SAN FRANCISCO — The sheer volume and types of real estate data available may be akin to drinking from a firehose, but the technology available to wrangle that data is rapidly becoming cheaper and easier to use.
“In the past three years, costs have gone through the floor. The cost of doing (data) integration is so cheap now. The ability for you to integrate and pull in data now from (different sources) has completely changed. You can build something in an afternoon,” said Jack Miller, chief technology officer for the The Goodlife Team, an Austin, Texas-based boutique brokerage.
Miller spoke on a panel about how to work with real estate data at today’s Real Estate Connect San Francisco conference.
Miller noted that data is becoming normalized and “making everybody’s life easier.” He pointed to the Spark API from multiple listing service software provider FBS as an example. The API allows authorized MLS members and developers access to MLS data standardized according to the Real Estate Standards Organization (RESO) Data Dictionary, which includes some common vocabulary for fields used to represent real estate data in MLSs.
Previously, vendors had to tailor their products to the standards of different MLSs, which stymied innovation in the industry as a whole and allowed other industries to innovate faster, Miller said.
“Now that things are normalized, new tools can come to the market and spread much, much faster,” he said.
“Things are about to get a lot faster and frankly a lot more fun and interesting for the consumer,” he added.
When it comes to consumer data agents and brokers should gather, there’s a “huge disconnect” between what can be collected and what’s happening on the ground, said Jeff Lobb, vice president of technology and innovation at EXIT Realty.

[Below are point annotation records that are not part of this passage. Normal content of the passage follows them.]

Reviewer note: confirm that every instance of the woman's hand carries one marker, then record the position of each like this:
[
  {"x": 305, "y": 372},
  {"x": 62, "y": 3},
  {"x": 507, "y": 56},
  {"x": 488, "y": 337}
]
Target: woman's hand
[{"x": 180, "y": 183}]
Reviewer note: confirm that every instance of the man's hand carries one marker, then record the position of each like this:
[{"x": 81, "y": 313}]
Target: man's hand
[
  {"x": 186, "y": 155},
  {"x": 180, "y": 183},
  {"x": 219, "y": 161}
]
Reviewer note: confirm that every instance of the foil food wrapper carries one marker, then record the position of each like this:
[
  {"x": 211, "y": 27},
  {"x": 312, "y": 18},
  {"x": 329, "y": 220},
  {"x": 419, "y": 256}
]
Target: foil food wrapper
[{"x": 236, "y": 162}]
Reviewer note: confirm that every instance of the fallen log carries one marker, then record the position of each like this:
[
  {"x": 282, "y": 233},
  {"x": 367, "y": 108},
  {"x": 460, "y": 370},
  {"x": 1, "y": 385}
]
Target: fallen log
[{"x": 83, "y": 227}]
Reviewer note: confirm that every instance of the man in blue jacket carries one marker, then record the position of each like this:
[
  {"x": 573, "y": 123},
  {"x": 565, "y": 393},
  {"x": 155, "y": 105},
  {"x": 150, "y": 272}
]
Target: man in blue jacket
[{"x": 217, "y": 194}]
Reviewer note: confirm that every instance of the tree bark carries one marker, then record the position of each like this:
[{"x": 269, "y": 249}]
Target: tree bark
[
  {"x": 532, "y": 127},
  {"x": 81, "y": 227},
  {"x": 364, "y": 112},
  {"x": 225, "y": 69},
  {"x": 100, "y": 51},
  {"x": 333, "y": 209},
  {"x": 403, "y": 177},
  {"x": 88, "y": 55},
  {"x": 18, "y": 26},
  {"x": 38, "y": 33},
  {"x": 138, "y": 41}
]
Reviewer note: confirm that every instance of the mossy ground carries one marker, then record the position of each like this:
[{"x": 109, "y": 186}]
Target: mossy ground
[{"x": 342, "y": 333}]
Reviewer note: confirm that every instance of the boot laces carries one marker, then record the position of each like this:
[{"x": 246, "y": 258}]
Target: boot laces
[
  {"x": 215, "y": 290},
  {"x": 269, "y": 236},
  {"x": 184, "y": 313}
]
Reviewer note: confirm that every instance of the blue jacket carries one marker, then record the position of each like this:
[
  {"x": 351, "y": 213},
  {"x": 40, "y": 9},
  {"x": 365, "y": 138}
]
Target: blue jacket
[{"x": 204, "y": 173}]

“I just think at the field level it’s not being implemented,” he said, adding that perhaps agents needed training to get in the game.
Alex Lange, chief technology officer for Market Leader, agreed.
“There’s a surprisingly large amount of data, but you have to wire yourself to get it. If you’re not actually collecting what (consumers) are doing on your site before they become a lead, you’re missing a huge opportunity,” he said.
He noted, for example, that studies have shown that consumers can look for a home as far as 18 to 24 months before contacting an agent, but they tend to pick an agent in one day.
During those two years before that choice, there’s “a ton” of information agents can track to make them a better lead, including the types of properties a consumer is interested in, the days and times they are searching, any special interests that they have, and whether they’re gearing up to buy, Lange said.
For instance, an agent could track a visitor that visits their site every day at 4:15 p.m. and when that person finally registers, perhaps with the Facebook API, then the agent knows that’s a good time to give that person a call, he said. The API could even give the agent a way to connect personally with the consumer, perhaps by asking about a recent vacation, he added.
Of course, agents should be careful not to cross the line into “creepiness,” Lange said.
That kind of technology has been available to agents “for a while,” but it would be difficult for agents to implement it to predict exactly who is likely to transact, however, panelists said.
When it comes to predicting behavior, “I think we’re at the beginning,” Miller said. His firm has tried it and it was “really hard,” he said, because some people “just really like looking at real estate.”
“It’s an early science. I would say … let a vendor figure it out,” he added.
In the meantime, panelists recommended these tools that have already made their lives easier: contact management plug-in Rapportive; lead management company REDX; data visualization software Tableau; customer service software Zendesk; and customized phone system Better Voicemail.